The sweep walks the store, finds items not encrypted under targetKeyId, decrypts + re-encrypts.

Knobs:

  • batchSize — items processed per batch.
  • rateLimit — bound the I/O rate so the sweep doesn’t hammer the underlying storage.
  • filter — limit to specific persistenceIds (for partial rotation).

The sweep is idempotent + resumable — interrupting it and re-running picks up where it left off. Tracks progress in the store’s metadata.

After the sweep completes (every item encrypted under v2):

const keyRing = new MasterKeyRing({
keys: {
'k2': process.env.MASTER_KEY_V2!,
},
currentKeyId: 'k2',
});

Drop v1 entirely. Any data still encrypted under v1 (e.g., backups that haven’t been re-encrypted) is now unreadable.

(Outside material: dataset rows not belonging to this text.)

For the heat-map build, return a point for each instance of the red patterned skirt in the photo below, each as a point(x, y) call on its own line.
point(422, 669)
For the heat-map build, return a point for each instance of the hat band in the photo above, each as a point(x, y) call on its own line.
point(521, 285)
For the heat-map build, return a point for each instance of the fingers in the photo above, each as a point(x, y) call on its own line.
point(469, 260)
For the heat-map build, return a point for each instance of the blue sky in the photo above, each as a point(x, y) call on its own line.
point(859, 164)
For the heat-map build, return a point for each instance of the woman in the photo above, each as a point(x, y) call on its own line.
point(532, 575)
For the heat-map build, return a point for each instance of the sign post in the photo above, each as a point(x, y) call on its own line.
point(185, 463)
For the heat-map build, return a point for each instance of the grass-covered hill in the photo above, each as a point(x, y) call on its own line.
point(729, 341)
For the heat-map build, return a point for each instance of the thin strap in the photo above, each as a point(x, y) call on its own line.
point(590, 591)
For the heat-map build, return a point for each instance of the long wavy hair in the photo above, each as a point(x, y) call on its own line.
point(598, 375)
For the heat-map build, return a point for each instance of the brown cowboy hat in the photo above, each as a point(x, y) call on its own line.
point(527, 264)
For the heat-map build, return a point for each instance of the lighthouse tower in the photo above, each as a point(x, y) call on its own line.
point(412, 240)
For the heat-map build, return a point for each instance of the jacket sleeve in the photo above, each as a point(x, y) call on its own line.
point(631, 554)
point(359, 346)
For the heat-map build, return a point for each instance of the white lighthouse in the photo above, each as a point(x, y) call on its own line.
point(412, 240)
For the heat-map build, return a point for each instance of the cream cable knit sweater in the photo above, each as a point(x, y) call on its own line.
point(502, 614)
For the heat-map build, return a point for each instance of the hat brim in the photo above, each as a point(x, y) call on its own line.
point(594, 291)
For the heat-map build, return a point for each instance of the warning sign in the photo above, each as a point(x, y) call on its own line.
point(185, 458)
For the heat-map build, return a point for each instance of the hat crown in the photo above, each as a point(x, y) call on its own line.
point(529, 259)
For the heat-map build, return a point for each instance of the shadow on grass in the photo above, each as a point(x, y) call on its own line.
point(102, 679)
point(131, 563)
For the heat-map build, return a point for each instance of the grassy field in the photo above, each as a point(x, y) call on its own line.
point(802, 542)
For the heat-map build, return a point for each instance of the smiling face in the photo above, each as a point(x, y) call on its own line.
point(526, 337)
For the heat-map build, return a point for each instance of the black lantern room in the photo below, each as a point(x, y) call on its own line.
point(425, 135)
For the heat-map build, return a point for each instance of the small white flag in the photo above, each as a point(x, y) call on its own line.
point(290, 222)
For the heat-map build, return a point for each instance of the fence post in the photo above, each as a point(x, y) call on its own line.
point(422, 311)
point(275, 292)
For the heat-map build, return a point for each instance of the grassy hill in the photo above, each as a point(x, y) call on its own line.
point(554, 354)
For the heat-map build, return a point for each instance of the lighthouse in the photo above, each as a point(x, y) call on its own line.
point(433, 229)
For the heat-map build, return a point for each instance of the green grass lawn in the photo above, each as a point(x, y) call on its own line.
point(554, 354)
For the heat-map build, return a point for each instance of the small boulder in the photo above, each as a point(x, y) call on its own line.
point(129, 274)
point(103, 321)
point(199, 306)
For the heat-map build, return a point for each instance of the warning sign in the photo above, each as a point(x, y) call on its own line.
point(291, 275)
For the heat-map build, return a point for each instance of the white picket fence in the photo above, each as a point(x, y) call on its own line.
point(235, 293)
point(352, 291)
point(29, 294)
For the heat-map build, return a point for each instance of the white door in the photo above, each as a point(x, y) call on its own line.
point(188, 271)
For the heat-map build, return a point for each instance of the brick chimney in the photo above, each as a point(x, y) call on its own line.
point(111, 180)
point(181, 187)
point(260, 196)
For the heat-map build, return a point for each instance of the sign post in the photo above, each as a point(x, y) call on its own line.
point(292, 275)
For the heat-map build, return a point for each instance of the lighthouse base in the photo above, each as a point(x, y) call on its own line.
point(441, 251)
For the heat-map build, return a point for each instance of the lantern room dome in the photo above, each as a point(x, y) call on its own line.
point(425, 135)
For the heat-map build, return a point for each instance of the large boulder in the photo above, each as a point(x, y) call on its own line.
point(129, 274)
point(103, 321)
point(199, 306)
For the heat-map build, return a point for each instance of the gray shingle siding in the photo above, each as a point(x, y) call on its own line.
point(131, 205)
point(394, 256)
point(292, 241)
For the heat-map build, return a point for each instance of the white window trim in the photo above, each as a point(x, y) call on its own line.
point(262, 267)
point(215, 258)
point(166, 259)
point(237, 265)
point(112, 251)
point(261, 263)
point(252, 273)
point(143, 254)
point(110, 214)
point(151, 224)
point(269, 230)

Wait a rollback window before dropping. ~7 days lets you recover from “oh no, the sweep didn’t actually cover all the backups.” After confirmed migration, drop v1.

The keyRing doesn’t ship a key-storage backend. Common patterns:

SourcePattern
Env varsprocess.env.MASTER_KEY_V2 — simplest, fine for tests.
K8s secretsMounted as files; read at startup.
HashiCorp VaultPull dynamically at startup; refresh periodically.
AWS KMS / GCP KMS / Azure Key VaultCloud KMS APIs. Decrypt-on-load via the KMS encryption keys.

For production, KMS is the right answer — keys never leave the secure boundary in plaintext form.

If multiple clusters share the same encrypted store (e.g., a DR replica that reads the primary’s backups), all clusters need the same keyRing. Rotate them together; don’t let one cluster fall behind on key generations.